The district can’t survive with a population of low-performing and special-needs students, many of whom live in poverty, Kurrus said. He pointed to Detroit’s struggling public schools, where 20 percent of students are classified as requiring special education and others are moving to suburban districts. 

“A district can’t survive overwhelmed by special needs students and poverty,” he said. “The truth needs to be told. If we don’t change, this community is gonna be like Detroit. If you like Detroit, you’ll love Little Rock. But it’s gonna get better.”

Kurrus, who said he plans to help fix the district and then hand it over to a long-term replacement, wants to focus on improving schools that feed into problem schools. Many students are entering middle school unprepared, setting up those schools for failure. 

“That’s the long-term fix,” he said.

Kurrus also stressed that the public needs to shift its focus from race to income.

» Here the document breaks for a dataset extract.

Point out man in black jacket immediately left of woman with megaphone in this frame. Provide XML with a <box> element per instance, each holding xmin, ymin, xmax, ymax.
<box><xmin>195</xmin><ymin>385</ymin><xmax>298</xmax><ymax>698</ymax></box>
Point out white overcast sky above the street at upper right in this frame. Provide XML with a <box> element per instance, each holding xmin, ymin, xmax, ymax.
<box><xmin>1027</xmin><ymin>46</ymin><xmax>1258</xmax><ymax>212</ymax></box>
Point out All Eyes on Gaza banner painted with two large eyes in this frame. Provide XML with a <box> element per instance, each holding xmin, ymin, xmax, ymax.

“We’ve lost the white middle class,” he said. “But we’ve also lost 200 upper-income African-American students this year. We’ve got to compete as a district. If what we want is community-based education, then we’ve got to mean it when we say it.”

He called the the loss of middle- and upper-income black students the district’s biggest disadvantage. 

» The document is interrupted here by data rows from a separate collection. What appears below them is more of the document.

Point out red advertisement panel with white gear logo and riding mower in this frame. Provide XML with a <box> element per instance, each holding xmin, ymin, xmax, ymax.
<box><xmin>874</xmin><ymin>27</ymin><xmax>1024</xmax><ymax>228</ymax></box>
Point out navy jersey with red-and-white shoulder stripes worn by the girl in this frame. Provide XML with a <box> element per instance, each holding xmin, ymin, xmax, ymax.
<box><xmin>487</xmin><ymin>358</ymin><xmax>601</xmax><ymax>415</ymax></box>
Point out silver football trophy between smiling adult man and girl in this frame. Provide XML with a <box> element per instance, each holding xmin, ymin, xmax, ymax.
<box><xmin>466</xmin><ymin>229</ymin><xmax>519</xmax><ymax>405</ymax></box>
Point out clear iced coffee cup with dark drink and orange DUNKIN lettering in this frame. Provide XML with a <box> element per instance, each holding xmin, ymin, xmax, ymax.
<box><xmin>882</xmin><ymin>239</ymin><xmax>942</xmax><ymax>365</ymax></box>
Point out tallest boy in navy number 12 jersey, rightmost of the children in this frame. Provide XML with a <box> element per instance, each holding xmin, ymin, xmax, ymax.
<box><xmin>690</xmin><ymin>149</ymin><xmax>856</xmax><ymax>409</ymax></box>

In 1988, the district had about 9,000 white students. That number is now down about 45 percent to 4,000, Kurrus said. Those white students have been replaced by about 3,000 Hispanic students. Meanwhile, overall student population in the district is roughly the same, representing no growth.

“This community has a lot of thinking to do as far as what it wants from its school district,” Kurrus said. “LRSD will not survive if all the kids it educates are children of need. If LRSD becomes just a place where you send your kids if you can’t send them to a private or charter school, then it won’t continue to exist.”

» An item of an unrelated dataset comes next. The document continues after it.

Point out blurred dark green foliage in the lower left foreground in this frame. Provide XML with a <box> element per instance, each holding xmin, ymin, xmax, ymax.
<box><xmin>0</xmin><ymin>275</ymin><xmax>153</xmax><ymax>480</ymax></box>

He said all young students in the district should be able to attend a school like the 900-student Roberts Elementary in west Little Rock, where students perform consistently in the 90th percentile. But the district loses about two-thirds of its Roberts students to private and charter schools, he said.

Kurrus encouraged Rotarians to continue to volunteer at local schools where they’ll find students who are “marvelous gifts from God” (a phrase he used three times to describe LRSD’s young students) and teachers committed to their students. 

“We’re not dealing with widgets, we’re dealing with people. These kids are depending on us,” he said. “We’ve got to fix it for these kids. We don’t have a choice.”

Other points of interest from Kurrus’ keynote address:

  • Before his appointment, LRSD officials did not have the organizational capability to be effective, Kurrus said. “We’ve got a system in place now. That’s being fixed.”
  • The district’s 2014-15 budget was $319.3 million and it employs 3,700 people.
  • Kurrus noted one middle school where 67 percent of students read at subpar levels. 
  • Kurrus praised Baseline Elementary in southwest Little Rock for its “complete turnaround.”
  • LRSD has 28 schools with a student count below 500, which Kurrus called “not sustainable.” Springdale’s smallest public school has 499 students, he said. He also acknowledged the need for more elementary and middle schools west of Interstate 430.
  • Regarding charter schools, Kurrus acknowledged “the challenges there.” He said most parents with choices want their children around similar peer groups that want to learn.
  • Kurrus told Arkansas Business that he’s moving ahead with plans to build a new state-of-the-art McClellan High School in southwest Little Rock. He said the existing facility could be used to house a new incarnation of Cloverdale Middle School. Kurrus also wants the district to purchase the former Leisure Arts building on Highway 10 in west Little Rock for a new middle school.